Seena lost both of his parents in the tragedy. Seena’s brother drowned that day as well. His father’s body was fished out of the waters. His mother was never found. Seena spends every day staring and waiting for new boats to arrive, for his mother to arrive. At the funeral, Seena said, “Leave me alone. I just want to go to my father. I just want to see him, I just want to see him.” According to one cousin, he wanted to be “buried with his father”.

Seena is nine years old. He has cousins, aunts and uncles, who live in Sydney. They have begged the State to let the child stay in Sydney, where he has an extended family network, where there are mental health providers ready to attend to him. “We are more than happy to take responsibility for him,” his cousin explains.

They are more than happy to take responsibility.

The State however is not happy to take responsibility for this nine year old child. The State initially planned to ship him back, with the others, back to Christmas Island, back to isolation, back to desolation, back to endless and daily waiting for his mother to arrive.

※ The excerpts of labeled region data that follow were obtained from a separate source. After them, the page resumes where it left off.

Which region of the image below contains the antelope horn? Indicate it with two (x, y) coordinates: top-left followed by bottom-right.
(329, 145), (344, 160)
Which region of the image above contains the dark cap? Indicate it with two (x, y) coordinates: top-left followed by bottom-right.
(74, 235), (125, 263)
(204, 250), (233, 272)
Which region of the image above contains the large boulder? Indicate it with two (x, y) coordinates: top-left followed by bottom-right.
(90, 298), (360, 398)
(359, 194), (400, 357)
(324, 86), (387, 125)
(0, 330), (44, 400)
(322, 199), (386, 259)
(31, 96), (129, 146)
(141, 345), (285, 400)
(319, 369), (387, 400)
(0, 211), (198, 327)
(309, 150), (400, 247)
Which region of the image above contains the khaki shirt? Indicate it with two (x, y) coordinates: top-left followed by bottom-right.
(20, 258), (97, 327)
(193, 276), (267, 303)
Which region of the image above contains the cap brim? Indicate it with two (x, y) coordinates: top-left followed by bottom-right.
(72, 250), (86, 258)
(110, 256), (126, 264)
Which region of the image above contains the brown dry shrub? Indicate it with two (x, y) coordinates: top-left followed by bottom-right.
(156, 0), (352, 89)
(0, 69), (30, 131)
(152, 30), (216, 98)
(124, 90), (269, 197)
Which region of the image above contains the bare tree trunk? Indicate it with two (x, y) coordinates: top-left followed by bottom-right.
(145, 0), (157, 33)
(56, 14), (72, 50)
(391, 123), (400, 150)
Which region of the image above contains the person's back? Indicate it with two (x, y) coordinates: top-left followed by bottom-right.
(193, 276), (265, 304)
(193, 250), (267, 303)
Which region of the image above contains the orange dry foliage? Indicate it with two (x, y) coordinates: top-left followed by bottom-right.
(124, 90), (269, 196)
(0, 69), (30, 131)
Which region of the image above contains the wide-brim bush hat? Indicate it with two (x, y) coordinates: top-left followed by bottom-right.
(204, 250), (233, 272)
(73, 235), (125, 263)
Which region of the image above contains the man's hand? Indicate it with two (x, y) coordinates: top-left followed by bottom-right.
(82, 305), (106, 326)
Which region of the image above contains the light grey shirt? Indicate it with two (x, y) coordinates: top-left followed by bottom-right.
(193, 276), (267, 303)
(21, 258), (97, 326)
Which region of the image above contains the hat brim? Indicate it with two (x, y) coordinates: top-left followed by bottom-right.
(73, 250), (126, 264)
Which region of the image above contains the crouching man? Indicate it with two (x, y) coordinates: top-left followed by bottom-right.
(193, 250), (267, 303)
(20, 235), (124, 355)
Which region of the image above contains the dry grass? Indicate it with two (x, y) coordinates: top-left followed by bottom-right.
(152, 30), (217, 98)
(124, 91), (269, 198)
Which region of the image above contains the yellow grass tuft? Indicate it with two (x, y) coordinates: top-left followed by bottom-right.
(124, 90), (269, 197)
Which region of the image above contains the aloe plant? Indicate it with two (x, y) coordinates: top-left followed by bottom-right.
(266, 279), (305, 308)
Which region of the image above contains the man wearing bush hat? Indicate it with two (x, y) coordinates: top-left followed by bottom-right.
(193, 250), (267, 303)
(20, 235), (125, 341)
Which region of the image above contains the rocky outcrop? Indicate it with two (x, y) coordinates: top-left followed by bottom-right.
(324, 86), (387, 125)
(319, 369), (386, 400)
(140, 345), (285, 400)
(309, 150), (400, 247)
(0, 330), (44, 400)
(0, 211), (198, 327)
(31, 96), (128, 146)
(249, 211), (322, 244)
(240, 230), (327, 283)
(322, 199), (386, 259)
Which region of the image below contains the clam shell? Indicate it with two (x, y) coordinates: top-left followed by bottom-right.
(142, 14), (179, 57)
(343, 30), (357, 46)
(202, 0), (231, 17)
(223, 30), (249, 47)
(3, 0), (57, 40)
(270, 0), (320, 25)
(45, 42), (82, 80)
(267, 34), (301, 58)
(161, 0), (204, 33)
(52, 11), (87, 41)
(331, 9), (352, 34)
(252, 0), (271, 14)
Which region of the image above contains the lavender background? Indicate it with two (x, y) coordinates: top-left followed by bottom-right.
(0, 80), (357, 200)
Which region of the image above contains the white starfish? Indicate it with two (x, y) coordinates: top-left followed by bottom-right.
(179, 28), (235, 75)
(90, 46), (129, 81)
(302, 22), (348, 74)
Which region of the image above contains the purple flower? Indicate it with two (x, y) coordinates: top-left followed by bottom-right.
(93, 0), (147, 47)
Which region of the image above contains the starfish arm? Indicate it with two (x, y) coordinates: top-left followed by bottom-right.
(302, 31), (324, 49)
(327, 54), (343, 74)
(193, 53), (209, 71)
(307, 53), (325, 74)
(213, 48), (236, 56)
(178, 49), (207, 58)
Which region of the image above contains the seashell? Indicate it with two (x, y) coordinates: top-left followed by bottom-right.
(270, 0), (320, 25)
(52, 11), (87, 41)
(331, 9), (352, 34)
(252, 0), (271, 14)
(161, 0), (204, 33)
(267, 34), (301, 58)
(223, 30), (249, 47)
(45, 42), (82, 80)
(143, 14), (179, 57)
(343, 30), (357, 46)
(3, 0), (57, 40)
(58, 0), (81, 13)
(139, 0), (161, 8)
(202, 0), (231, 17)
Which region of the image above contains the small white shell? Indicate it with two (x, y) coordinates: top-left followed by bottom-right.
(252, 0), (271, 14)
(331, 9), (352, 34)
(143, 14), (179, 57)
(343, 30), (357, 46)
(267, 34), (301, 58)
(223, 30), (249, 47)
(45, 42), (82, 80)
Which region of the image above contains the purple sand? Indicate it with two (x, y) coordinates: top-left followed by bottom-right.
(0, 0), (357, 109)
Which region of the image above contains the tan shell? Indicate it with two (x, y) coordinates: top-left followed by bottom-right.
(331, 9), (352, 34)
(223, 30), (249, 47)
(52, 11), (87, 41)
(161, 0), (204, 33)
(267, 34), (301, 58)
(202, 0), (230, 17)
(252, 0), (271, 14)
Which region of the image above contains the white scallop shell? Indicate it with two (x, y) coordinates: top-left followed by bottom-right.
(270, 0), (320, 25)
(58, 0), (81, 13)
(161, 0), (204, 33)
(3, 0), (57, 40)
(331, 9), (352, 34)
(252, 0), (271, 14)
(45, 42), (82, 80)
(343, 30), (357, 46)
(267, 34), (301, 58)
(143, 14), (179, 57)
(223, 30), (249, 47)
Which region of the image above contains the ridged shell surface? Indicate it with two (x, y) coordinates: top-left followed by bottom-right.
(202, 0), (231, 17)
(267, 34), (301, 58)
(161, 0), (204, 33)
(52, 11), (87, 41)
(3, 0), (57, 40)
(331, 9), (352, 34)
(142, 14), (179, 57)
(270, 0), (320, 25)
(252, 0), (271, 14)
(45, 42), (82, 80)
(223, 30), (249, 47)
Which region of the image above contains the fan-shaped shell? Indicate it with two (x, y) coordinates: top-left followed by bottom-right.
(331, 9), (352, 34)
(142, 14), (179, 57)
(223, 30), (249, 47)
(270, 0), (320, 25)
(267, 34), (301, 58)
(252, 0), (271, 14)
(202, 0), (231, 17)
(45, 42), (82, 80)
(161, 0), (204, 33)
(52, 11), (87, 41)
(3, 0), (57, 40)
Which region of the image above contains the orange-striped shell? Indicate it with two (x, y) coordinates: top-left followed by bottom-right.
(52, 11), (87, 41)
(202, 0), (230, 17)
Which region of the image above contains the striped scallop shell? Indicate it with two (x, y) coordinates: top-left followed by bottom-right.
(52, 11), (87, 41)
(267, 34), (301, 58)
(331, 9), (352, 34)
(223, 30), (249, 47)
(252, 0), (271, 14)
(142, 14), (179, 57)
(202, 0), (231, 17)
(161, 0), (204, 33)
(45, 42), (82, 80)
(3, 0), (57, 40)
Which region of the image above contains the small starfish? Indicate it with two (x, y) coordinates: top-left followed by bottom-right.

If Seena is returned to Christmas Island, who will take care of him? His aunt, who is also a prisoner there. His aunt, who is in even worse psychological condition than he is.

Tonight, Seena is at Villawood Immigrant Detention Centre, outside of Sydney, … again. Seena spent the day before his father’s funeral in Villawood. When ten relatives came to see him, his spirits lifted. Seena is a nine-year old child. Of course, seeing his relatives cheered him up.

Seena is meant to be flown back to Christmas Island tomorrow, Thursday, morning. Perhaps he has been, perhaps not. The State now says it will consider the family’s request.

What does it take for the nation-State to be happy, more than happy, to take responsibility for the children in its midst?

Article 37 of the United Nations Convention on the Rights of the Child reads, in part:

“No child shall be subjected to torture or other cruel, inhuman or degrading treatment or punishment….Every child deprived of liberty shall be treated with humanity and respect for the inherent dignity of the human person, and in a manner which takes into account the needs of persons of his or her age.”

Australia ratified that ConventIon in December 1990, twenty years almost to the day of Seena losing his family and being sent to Christmas Island. More countries have ratified the Convention than any other human rights treaty in history. If there is anything like a global consensus, it is the United Nations Convention on the Rights of the Child.

And yet … protecting, securing and sustaining the rights of the child and the rights of children is viewed as a bureaucratic obligation. Which nation-State is more than happy to take responsibility for the child?

Seena is nine years old. Seenah haunts Australia. The orphan children of asylum seekers haunt the world.